Communications Leadership
Hyde
Park helps executives and politicians rise above the
noise with effective communications to customers, voters,
shareholders,
industry analysts, securities analysts, business partners,
employees, and investors. Hyde Park’s principals
have over 25 years experience in executive and corporate
communications,
supporting senior executives at leading companies like
Hewlett-Packard, Intel, Sun Microsystems, Cisco, and
Robert Half Associates.
Partners
Joel
R. Postman is a Director of Executive
Communications at Hewlett-Packard, where he manages
a team of speechwriters supporting senior executives
responsible
for the company’s enterprise and commercial
business, representing approximately $40B in
annual revenue and 80,000
employees.
Prior to joining Hewlett-Packard, he served for four years
as senior speechwriter to Scott McNealy, chairman
and CEO of Sun Microsystems. He has over 20 years communications
experience, and a BA degree in Journalism from Humboldt
State
University.
His experience also includes print and
broadcast news, and teaching Journalism
at the university
level.
He believes that every speech must tell a story,
and to be effective, that story must be crafted using
a disciplined,
evidence-based
approach. He feels that executive communications
should always be tied closely to the organization’s
objectives, and that the effectiveness
of every business communications medium should
be measured and constantly improved.
Dr.
Laura E. Roman is a Lecturer at Stanford University.
Prior to taking her position at Stanford she held posts at
Oxford University (where she completed her Ph.D.,) Sorbonne-Nouvelle
and the American University of Paris. Her academic research
includes work on music and language, cinema and the rhetoric
of sound. She is widely published in academic journals, literary
newspapers and also works as a film consultant.
Her background
in Communications focuses on bringing classical Rhetoric
to the modern world She coaches clients to master the power
of oratory to become more persuasive and understandable.
She achieves this by developing with them a number of speaking
strategies to harness the power of language and nuances
of sound by varying tone in the human voice.
She works
with
clients to create authenticity in their communication.

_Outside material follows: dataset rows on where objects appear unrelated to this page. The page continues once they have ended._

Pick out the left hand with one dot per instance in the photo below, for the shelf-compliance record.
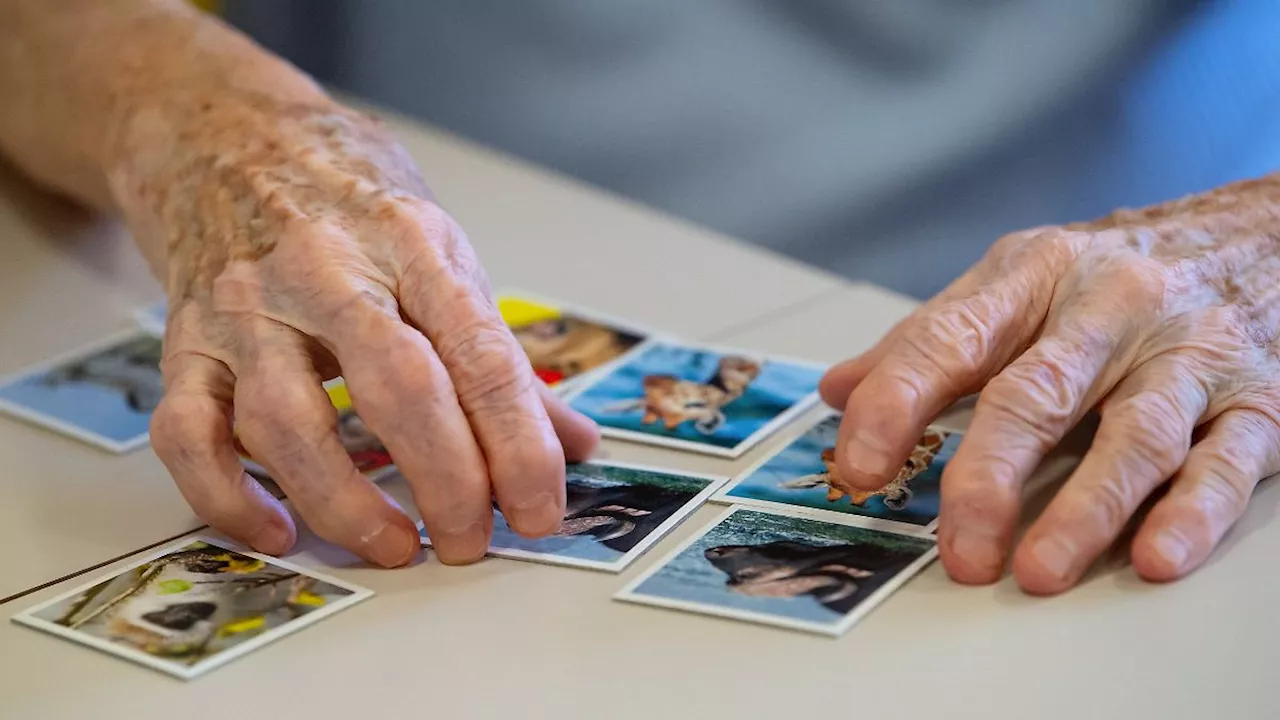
(1165, 320)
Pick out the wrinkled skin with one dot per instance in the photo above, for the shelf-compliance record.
(301, 242)
(1164, 320)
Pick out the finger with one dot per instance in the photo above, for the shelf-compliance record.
(1207, 496)
(402, 391)
(288, 424)
(444, 295)
(1024, 411)
(1143, 436)
(840, 379)
(945, 355)
(191, 433)
(577, 433)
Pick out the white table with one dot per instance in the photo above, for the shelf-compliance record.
(512, 639)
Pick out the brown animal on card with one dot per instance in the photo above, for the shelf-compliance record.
(675, 401)
(571, 346)
(896, 493)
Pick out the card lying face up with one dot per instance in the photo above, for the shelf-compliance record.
(565, 343)
(804, 475)
(103, 395)
(705, 400)
(193, 606)
(615, 511)
(782, 569)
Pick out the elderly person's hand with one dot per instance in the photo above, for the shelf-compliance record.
(1165, 320)
(296, 241)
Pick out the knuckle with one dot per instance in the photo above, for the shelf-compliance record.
(1223, 490)
(280, 414)
(1111, 501)
(1152, 431)
(179, 432)
(1029, 399)
(1141, 282)
(956, 340)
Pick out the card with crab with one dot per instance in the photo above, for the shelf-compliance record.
(711, 400)
(803, 475)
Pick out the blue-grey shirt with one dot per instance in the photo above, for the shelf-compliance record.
(890, 140)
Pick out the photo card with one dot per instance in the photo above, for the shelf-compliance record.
(782, 568)
(803, 475)
(714, 401)
(192, 606)
(103, 395)
(615, 511)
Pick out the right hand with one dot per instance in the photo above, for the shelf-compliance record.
(300, 244)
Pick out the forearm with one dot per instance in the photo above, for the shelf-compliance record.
(82, 81)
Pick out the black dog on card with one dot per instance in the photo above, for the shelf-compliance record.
(839, 577)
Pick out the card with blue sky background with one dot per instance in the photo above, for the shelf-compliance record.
(798, 477)
(782, 569)
(716, 401)
(103, 395)
(615, 511)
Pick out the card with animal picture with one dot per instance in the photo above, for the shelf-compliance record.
(563, 343)
(785, 569)
(366, 451)
(193, 606)
(613, 513)
(804, 475)
(699, 399)
(151, 318)
(103, 395)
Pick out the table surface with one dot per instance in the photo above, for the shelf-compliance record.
(519, 639)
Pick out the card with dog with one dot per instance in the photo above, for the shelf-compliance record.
(785, 569)
(700, 399)
(366, 451)
(565, 343)
(103, 395)
(193, 606)
(804, 475)
(615, 511)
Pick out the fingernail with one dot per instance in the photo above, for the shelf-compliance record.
(1173, 547)
(461, 545)
(977, 546)
(391, 547)
(868, 455)
(536, 515)
(1055, 555)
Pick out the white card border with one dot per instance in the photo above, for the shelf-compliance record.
(865, 522)
(831, 629)
(626, 560)
(748, 443)
(59, 425)
(568, 386)
(27, 616)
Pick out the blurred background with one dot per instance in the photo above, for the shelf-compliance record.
(886, 140)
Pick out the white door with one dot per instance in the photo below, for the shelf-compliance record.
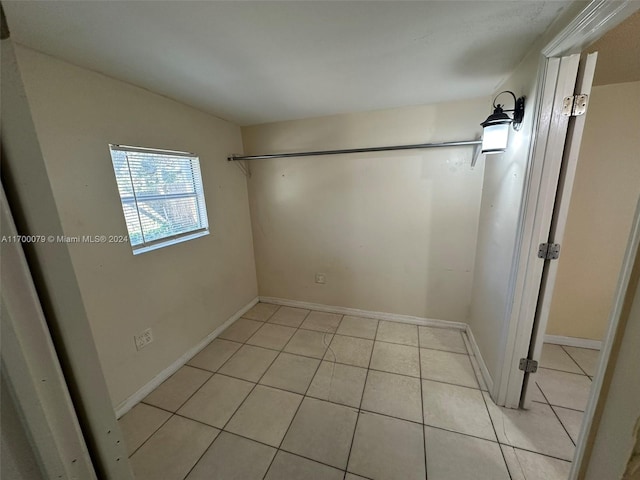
(567, 151)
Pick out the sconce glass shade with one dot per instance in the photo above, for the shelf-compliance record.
(496, 132)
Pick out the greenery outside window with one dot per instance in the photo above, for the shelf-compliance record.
(161, 194)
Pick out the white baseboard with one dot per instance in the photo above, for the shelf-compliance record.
(134, 399)
(486, 376)
(430, 322)
(573, 342)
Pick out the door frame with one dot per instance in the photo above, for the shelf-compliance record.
(545, 156)
(32, 371)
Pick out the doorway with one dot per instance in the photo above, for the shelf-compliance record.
(605, 191)
(594, 233)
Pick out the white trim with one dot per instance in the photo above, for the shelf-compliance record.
(573, 342)
(32, 372)
(394, 317)
(486, 376)
(607, 345)
(134, 399)
(591, 23)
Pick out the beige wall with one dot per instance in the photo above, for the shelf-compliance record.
(392, 231)
(183, 292)
(612, 443)
(605, 192)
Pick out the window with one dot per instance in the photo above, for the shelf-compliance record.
(162, 196)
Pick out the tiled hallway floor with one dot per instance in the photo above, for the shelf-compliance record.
(564, 382)
(289, 394)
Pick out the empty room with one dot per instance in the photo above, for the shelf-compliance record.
(320, 240)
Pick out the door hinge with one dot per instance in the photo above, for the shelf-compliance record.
(528, 366)
(549, 251)
(575, 105)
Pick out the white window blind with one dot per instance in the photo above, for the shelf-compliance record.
(162, 196)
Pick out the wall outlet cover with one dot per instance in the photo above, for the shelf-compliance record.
(143, 339)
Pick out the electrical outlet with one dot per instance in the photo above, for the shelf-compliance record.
(143, 339)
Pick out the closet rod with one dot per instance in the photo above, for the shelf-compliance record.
(355, 150)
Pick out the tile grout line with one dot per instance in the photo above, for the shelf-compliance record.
(556, 415)
(154, 432)
(364, 386)
(305, 395)
(266, 472)
(220, 430)
(563, 371)
(495, 432)
(575, 361)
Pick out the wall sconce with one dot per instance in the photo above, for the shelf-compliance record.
(496, 126)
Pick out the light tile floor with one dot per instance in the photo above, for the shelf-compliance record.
(289, 394)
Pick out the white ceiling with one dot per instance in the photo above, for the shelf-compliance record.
(256, 62)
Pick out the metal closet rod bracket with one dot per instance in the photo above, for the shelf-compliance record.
(416, 146)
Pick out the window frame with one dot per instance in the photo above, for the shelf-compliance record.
(198, 195)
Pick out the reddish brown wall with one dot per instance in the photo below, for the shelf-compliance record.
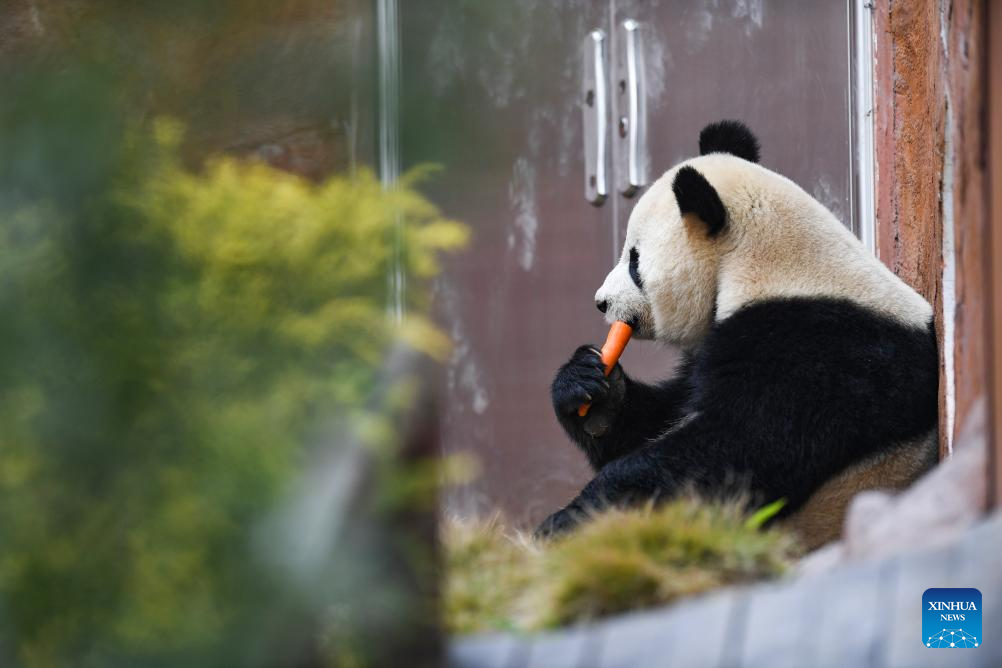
(910, 119)
(994, 303)
(930, 115)
(964, 71)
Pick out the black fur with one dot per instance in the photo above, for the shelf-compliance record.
(634, 268)
(729, 136)
(781, 397)
(695, 195)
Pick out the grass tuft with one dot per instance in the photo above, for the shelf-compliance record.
(499, 579)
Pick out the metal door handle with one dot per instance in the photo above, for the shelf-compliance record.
(632, 125)
(596, 119)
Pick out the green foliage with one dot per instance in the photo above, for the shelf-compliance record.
(171, 343)
(620, 561)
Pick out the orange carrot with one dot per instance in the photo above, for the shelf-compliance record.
(615, 344)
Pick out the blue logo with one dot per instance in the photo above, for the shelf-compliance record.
(951, 618)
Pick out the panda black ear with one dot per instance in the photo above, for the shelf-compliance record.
(695, 195)
(729, 136)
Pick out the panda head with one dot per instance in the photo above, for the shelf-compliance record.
(665, 283)
(719, 231)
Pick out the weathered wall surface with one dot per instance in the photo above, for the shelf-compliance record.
(286, 82)
(931, 172)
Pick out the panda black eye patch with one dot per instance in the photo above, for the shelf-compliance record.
(634, 267)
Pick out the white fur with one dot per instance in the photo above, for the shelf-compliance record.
(779, 241)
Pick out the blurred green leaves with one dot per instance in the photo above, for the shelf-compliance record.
(171, 340)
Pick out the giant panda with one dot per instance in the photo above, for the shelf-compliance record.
(809, 370)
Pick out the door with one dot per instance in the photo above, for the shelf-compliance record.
(495, 94)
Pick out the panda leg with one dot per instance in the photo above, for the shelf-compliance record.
(696, 458)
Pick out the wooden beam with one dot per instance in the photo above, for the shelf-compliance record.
(994, 303)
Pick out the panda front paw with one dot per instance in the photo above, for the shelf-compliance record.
(558, 524)
(582, 381)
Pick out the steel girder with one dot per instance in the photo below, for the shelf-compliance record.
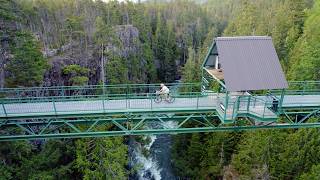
(108, 125)
(134, 124)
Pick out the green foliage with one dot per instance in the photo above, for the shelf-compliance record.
(165, 48)
(306, 54)
(102, 158)
(21, 159)
(76, 75)
(313, 174)
(27, 66)
(117, 72)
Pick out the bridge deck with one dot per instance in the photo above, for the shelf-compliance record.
(211, 102)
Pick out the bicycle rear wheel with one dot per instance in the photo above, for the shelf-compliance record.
(158, 99)
(170, 99)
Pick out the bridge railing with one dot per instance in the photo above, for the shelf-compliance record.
(100, 103)
(300, 88)
(245, 104)
(94, 90)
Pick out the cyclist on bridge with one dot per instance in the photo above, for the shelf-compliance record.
(164, 91)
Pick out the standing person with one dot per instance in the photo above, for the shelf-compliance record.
(164, 91)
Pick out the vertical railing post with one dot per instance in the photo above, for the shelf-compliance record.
(150, 97)
(54, 106)
(4, 109)
(248, 103)
(304, 88)
(103, 105)
(197, 101)
(281, 99)
(264, 108)
(226, 105)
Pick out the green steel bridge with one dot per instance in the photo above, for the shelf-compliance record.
(129, 109)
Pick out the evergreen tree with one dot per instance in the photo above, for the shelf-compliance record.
(28, 65)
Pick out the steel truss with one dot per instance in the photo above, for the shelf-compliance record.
(138, 124)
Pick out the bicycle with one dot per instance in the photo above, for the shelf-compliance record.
(160, 97)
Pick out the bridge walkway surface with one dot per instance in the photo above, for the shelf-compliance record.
(128, 113)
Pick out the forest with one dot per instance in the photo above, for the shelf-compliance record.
(87, 42)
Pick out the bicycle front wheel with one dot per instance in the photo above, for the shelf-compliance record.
(158, 99)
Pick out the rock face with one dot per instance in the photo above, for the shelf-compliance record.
(129, 37)
(88, 57)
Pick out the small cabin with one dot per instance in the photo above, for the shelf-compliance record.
(245, 63)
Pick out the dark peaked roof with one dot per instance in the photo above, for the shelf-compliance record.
(250, 63)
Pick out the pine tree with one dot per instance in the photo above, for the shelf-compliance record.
(28, 66)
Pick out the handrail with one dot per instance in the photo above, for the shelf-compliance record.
(97, 86)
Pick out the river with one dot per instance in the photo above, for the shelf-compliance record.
(157, 164)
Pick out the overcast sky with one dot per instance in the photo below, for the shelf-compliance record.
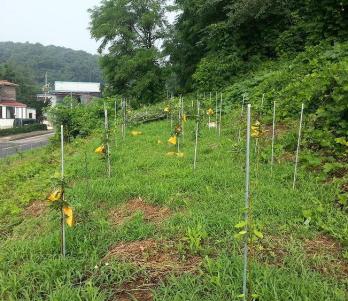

Words, the incarnations of ideas, and the skill and tone
of their
delivery can inspire people into action. She has extensive
experience as a speech writer and works with clients
to define a personal speaking style, teaching them how
to
create effective
arguments in both written and spoken form.
Why
Did We Call it Hyde Park?
The
company gets its name from London’s Hyde
Park and its “Speaker’s Corner," where
dozens of speakers can be seen atop wooden
crates and step ladders speaking enthusiastically
on political,
economic,
religious and social topics. They speak
to anyone who will listen, and sometimes,
to no one at all. The
style of delivery varies, from that
of the
intellectual to that of the madman, but each
speaker has the
same goal: to
be louder and more interesting than
everyone else.
This can also be seen as a compelling metaphor for the
task executives and politicians face today in the marketplace
of ideas:
delivering
a message that will rise above the noise.